IN PICTURES: Runners take on Swiss glacier race despite melt

Hundreds of runners braved a lung-busting ascent into the Alps in Switzerland's Glacier 3000 Run on Saturday, albeit on a shortened course due to summer heatwaves melting the ice.

IN PICTURES: Runners take on Swiss glacier race despite melt

The event’s 14th edition was back without limitations after being cancelled in 2020 due to Covid-19 and run in 2021 with restrictions imposed due to the pandemic.

The race is normally run over 26.2 kilometres but was contested on a slightly modified 25.2km course this year due to the glacier melting, with the last pass over its surface shortened.

Runners make their way under a ski lift  on the glacier run in Switzerland

Runners make their way under a ski lift during the last kilometres of the Glacier 3000 run. (Photo by Fabrice Coffrini / AFP)

“The accelerated melting of the top layer of the glacier has created a camber and a soft layer which the runner sinks into,” said race director Oliver Hermann.

“Rather than intervening to flatten the track, we preferred to deviate the course.”

Runners on last stretch of Switzerland's glacier run

On the final stretch of this year’s shortened course. (Photo by Fabrice Coffrini / AFP)

The finish line is 1,886 metres higher than the start, at nearly 3,000 metres up in the mountains by the Scex Rouge peak.

READ ALSO: Heatwaves close off classic Swiss and Italian Alpine hiking routes

The route begins in the jet-set ski resort town of Gstaad, at 1,050 metres above sea level.

It passes through forests, green mountain pastures before heading into rocky lunar-like landscapes and taking in the Tsanfleuron Glacier.

The course follows the Saane river upstream for 15 km before climbing up 1,800 metres over the remaining 10 km to the finish line — at an altitude of 2,936 metres.
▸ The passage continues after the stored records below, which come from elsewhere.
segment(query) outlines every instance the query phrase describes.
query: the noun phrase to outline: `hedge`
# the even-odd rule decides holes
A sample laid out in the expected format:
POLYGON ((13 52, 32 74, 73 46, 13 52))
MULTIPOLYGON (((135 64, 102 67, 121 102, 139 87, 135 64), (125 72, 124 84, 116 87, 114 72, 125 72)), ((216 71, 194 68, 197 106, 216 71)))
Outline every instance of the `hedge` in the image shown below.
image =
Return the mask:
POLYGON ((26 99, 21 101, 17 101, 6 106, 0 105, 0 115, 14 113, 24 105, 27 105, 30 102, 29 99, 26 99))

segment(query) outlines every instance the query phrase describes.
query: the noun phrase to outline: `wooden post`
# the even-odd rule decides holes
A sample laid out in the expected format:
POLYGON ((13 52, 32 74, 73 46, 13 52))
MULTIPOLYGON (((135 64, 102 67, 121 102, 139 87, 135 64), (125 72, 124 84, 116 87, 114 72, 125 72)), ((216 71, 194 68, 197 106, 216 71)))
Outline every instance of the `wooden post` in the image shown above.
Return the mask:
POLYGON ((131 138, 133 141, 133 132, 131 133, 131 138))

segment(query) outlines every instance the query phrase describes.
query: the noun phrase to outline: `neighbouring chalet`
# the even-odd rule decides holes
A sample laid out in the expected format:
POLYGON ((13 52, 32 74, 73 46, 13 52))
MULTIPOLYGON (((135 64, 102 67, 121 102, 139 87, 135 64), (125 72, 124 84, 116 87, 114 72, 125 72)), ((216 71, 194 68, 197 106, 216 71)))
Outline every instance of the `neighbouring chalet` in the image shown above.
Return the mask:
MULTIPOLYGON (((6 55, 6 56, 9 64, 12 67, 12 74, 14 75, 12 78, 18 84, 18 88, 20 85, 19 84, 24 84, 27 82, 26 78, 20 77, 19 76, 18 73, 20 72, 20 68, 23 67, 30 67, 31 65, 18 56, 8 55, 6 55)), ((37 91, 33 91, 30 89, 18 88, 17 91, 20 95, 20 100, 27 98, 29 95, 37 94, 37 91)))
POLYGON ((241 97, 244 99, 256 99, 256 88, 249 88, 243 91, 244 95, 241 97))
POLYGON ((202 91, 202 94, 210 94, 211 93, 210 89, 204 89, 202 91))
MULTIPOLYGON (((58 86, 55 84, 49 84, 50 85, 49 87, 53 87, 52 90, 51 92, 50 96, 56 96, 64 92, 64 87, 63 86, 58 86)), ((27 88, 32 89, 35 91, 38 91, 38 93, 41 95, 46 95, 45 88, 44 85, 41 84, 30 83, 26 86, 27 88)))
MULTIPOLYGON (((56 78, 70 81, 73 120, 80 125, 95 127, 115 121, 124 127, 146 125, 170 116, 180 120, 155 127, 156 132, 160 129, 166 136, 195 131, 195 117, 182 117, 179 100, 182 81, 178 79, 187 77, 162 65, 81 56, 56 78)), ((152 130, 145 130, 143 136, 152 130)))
A couple hold their hands while walking on the melting Tsanfleuron Glacier above Les Diablerets

A couple hold hands while walking on the melting Tsanfleuron Glacier above Les Diablerets, where the Glacier 3000 Run took place on August 6th. (Photo by Fabrice Coffrini / AFP)
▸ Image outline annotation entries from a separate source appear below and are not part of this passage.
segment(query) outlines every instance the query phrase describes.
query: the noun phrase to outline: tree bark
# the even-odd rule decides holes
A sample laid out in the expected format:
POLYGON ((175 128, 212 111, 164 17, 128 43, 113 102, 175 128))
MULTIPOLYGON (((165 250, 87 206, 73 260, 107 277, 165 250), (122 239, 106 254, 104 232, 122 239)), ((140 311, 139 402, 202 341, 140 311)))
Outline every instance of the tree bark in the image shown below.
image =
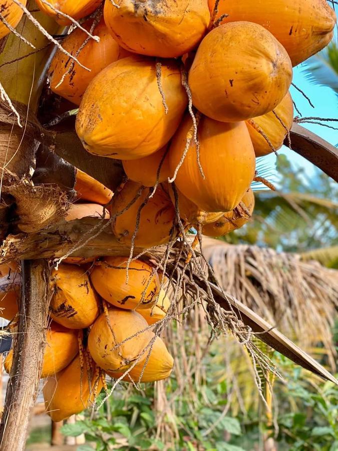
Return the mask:
POLYGON ((23 451, 30 414, 36 400, 49 307, 48 262, 22 264, 23 289, 14 355, 0 425, 0 451, 23 451))

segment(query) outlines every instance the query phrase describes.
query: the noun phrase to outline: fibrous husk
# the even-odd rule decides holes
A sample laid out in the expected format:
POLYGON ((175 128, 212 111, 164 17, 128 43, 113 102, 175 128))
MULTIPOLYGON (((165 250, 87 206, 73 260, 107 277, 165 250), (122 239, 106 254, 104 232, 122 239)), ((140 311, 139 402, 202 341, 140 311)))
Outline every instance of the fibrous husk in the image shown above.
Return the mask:
POLYGON ((110 309, 100 315, 89 333, 88 349, 92 357, 109 371, 123 371, 138 360, 143 361, 152 338, 151 331, 141 332, 148 327, 147 321, 136 312, 110 309))
POLYGON ((54 421, 61 421, 92 406, 103 387, 100 371, 87 359, 76 357, 44 386, 45 407, 54 421))
POLYGON ((105 3, 105 21, 125 49, 142 55, 169 58, 192 50, 210 20, 204 0, 116 0, 105 3))
POLYGON ((17 225, 22 232, 38 232, 66 215, 68 199, 59 187, 34 186, 28 179, 18 180, 12 176, 7 179, 8 184, 3 187, 3 192, 15 199, 17 225))
POLYGON ((290 58, 271 33, 256 24, 231 22, 215 28, 202 41, 189 85, 192 102, 201 113, 235 122, 277 106, 292 77, 290 58))
POLYGON ((223 237, 233 230, 242 227, 250 220, 254 205, 253 191, 250 188, 233 210, 224 213, 216 221, 204 225, 202 228, 202 233, 208 237, 223 237))
MULTIPOLYGON (((82 26, 89 32, 93 25, 93 21, 91 20, 82 26)), ((80 105, 89 83, 102 69, 114 61, 130 55, 112 37, 103 19, 95 27, 92 33, 100 38, 99 42, 90 39, 84 31, 76 28, 62 43, 63 48, 76 56, 80 63, 91 70, 90 72, 74 64, 60 49, 55 54, 49 68, 52 90, 75 105, 80 105), (80 48, 82 50, 79 53, 80 48), (66 73, 67 75, 58 86, 66 73)))
POLYGON ((84 94, 77 116, 76 132, 85 148, 94 155, 136 159, 167 144, 188 98, 177 62, 162 62, 160 75, 163 97, 151 58, 123 58, 101 71, 84 94))
MULTIPOLYGON (((215 0, 208 0, 213 11, 215 0)), ((333 36, 334 12, 326 0, 220 0, 221 23, 237 21, 255 22, 268 30, 289 54, 293 66, 326 47, 333 36)))
MULTIPOLYGON (((46 344, 41 378, 55 375, 69 365, 79 352, 77 330, 71 330, 52 323, 46 334, 46 344)), ((13 349, 7 355, 5 369, 11 374, 13 349)))
MULTIPOLYGON (((153 337, 154 334, 151 333, 153 337)), ((163 340, 156 337, 147 360, 137 363, 123 378, 123 380, 138 382, 152 382, 166 379, 170 375, 174 367, 174 359, 167 349, 163 340)), ((118 379, 123 372, 107 372, 109 376, 118 379)))
POLYGON ((114 216, 113 232, 123 244, 132 243, 136 230, 138 213, 139 223, 135 237, 135 246, 150 248, 168 243, 173 234, 175 217, 175 209, 169 195, 161 186, 149 198, 151 188, 142 191, 135 201, 126 210, 128 205, 142 190, 142 186, 128 180, 113 198, 111 214, 114 216))
POLYGON ((156 302, 160 280, 146 262, 133 260, 129 266, 125 257, 105 257, 97 262, 90 278, 99 294, 116 307, 126 310, 147 309, 156 302), (128 282, 128 283, 127 283, 128 282))
POLYGON ((160 290, 156 296, 156 303, 149 309, 136 309, 136 312, 141 315, 150 326, 163 319, 170 306, 170 300, 163 289, 160 290))
POLYGON ((100 313, 99 297, 83 268, 60 265, 51 280, 51 317, 70 329, 89 327, 100 313))

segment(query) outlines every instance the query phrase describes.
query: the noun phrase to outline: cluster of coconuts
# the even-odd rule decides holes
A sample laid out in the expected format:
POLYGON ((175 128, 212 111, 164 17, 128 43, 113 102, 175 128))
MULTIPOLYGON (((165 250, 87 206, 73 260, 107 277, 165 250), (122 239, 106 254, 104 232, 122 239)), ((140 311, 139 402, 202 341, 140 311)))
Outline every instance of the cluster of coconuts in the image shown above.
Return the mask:
MULTIPOLYGON (((67 221, 102 217, 113 193, 78 170, 78 200, 67 221)), ((106 210, 105 214, 109 217, 106 210)), ((58 421, 90 406, 106 375, 151 382, 170 375, 173 359, 149 326, 163 319, 170 301, 163 275, 145 261, 129 268, 124 257, 69 257, 53 270, 49 326, 41 374, 46 411, 58 421), (128 374, 126 372, 129 371, 128 374)), ((17 264, 0 267, 0 315, 15 330, 21 277, 17 264)), ((11 349, 5 361, 11 373, 11 349)))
Some 311 men and 98 women completed the individual course, while 50 two-person teams also took part.

READ ALSO: Why Switzerland’s glaciers are melting faster than usual this summer

The first man to finish was Kenyan competitor Geoffrey Ndungu in two hours and 17 minutes. He had finished in second place last year.

He was followed by compatriot Abraham Ebenyo Ekwam in 2:21 and then Switzerland’s Jonathan Schmid in 2:23.

Victoria Kreuzer was the first woman to finish, in 2:46, ahead of Nicole Schindler and Pascale Rebsamen — a Swiss clean sweep.